= Ralph Merry =

Ralph Merry, III (1753 – 1825) is known as the founder of Magog, Quebec. He was born in Lynn, Massachusetts, on March 16, 1753, and died and was buried in the Outlet, Lower Canada (now Magog, Quebec), in 1825. His grandfather, Ralph Merry, arrived in New England in the late seventeenth century from London, England. He sold his vessel, married and settled in Lynn, Massachusetts, where he had one son, Ralph II.

Ralph III married Sarah Sylvester, with whom he had eight children. He served in the American Revolution, enlisting in 1775, stationed in Lynn and nearby Salem, Massachusetts. After the war, he lived for a time in Providence, Rhode Island, and then moved to St. Johnsbury, Vermont, in 1792.

Like many Americans at the time, Merry was enticed by the prospect of land in Lower Canada, which was then being freely offered to those who would swear loyalty to the Crown. Merry purchased large tracts and settled at the Outlet on Lake Memphremagog in 1798. The village that grew from this settlement would be renamed as Magog in 1855.

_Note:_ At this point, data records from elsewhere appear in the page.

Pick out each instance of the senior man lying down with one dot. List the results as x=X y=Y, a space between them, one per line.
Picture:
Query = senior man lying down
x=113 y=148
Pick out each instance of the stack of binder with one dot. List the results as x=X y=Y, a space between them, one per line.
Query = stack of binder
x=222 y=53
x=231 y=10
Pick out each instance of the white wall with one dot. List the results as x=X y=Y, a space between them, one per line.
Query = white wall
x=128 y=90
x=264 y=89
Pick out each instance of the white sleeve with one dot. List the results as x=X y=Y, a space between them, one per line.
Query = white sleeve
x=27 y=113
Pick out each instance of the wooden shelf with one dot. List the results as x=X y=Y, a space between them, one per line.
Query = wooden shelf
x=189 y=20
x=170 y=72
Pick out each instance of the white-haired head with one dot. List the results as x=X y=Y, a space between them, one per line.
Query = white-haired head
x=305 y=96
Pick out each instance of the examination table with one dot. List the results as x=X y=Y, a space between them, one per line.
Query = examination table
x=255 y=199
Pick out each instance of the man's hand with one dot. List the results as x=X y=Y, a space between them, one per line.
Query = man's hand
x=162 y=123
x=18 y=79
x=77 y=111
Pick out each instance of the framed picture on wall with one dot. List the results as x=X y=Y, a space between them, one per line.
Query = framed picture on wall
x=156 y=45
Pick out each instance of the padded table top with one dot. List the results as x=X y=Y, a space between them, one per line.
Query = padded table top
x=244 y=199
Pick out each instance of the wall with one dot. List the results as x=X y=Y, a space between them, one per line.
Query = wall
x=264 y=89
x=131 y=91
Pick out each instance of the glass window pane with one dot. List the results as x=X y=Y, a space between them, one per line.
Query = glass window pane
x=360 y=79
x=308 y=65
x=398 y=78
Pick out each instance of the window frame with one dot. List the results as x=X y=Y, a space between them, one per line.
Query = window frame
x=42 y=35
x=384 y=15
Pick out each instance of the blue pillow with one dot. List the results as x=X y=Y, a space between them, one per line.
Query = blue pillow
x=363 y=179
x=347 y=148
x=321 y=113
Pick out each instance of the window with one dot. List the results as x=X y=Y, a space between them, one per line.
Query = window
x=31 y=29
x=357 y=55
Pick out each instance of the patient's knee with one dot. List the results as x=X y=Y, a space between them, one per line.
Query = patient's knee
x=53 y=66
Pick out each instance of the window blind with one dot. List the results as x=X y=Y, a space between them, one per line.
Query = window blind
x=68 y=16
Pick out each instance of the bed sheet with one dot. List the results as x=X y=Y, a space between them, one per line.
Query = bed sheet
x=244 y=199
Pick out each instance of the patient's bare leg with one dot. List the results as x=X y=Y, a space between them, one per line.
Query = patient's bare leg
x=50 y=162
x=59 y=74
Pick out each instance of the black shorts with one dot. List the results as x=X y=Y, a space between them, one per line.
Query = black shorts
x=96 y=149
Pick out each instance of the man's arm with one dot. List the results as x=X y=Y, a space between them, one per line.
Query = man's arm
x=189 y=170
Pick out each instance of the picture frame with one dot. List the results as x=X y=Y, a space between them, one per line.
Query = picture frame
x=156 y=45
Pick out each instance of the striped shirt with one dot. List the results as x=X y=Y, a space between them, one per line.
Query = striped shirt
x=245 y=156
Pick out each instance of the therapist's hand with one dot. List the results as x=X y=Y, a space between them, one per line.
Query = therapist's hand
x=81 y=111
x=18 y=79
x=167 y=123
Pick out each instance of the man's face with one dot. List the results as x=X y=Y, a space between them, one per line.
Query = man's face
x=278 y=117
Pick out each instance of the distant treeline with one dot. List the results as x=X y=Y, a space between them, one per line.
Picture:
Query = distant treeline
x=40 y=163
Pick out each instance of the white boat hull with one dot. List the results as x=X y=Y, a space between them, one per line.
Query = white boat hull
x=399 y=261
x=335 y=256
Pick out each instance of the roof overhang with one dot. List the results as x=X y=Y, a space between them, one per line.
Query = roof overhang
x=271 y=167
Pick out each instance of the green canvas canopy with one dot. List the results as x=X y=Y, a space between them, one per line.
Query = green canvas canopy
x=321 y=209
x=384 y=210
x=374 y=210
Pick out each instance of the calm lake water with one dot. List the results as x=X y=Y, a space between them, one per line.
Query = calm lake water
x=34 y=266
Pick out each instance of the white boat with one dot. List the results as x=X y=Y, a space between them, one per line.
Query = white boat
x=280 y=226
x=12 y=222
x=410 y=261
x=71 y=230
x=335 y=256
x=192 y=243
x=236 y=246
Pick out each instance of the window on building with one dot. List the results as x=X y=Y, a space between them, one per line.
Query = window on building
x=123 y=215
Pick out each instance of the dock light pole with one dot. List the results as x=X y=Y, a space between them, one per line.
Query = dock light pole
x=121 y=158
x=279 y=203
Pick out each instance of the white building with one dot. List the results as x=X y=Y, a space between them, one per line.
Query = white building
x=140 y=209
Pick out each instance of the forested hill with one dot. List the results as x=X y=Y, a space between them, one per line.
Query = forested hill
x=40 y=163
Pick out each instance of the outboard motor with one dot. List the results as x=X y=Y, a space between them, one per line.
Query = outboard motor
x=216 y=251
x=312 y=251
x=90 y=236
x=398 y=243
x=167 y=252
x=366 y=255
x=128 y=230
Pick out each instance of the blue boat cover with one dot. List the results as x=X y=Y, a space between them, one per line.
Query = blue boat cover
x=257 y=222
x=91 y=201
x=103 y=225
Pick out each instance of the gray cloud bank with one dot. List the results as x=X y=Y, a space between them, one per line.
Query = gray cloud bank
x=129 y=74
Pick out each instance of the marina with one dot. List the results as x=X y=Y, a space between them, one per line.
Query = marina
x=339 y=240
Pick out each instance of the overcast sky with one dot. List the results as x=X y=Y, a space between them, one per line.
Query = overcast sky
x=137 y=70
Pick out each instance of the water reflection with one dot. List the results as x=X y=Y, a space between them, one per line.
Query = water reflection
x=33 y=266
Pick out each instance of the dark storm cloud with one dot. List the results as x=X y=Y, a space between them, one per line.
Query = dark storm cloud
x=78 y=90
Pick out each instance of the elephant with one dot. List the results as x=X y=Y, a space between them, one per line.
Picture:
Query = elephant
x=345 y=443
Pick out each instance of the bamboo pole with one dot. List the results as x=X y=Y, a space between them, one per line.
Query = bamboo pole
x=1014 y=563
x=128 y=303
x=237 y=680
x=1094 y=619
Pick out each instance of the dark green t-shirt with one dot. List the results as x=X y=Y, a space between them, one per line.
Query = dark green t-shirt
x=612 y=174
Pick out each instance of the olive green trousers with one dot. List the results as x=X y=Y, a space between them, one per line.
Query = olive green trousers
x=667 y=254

Merry developed saw and grist mills on the Magog River, as well as ironworks, though these were unsuccessful due to the poor ore quality of the region. He continued to develop the village with a carpenter's shop, wool mill, and a general store that opened in 1820. By 1823 this was a stage stop on the mail route between Montreal and Stanstead. Merry built a comfortable home for his family in 1821, which still stands today as the oldest structure in Magog.

Merry died in 1825 and is interred at Pine Hill Cemetery in Magog.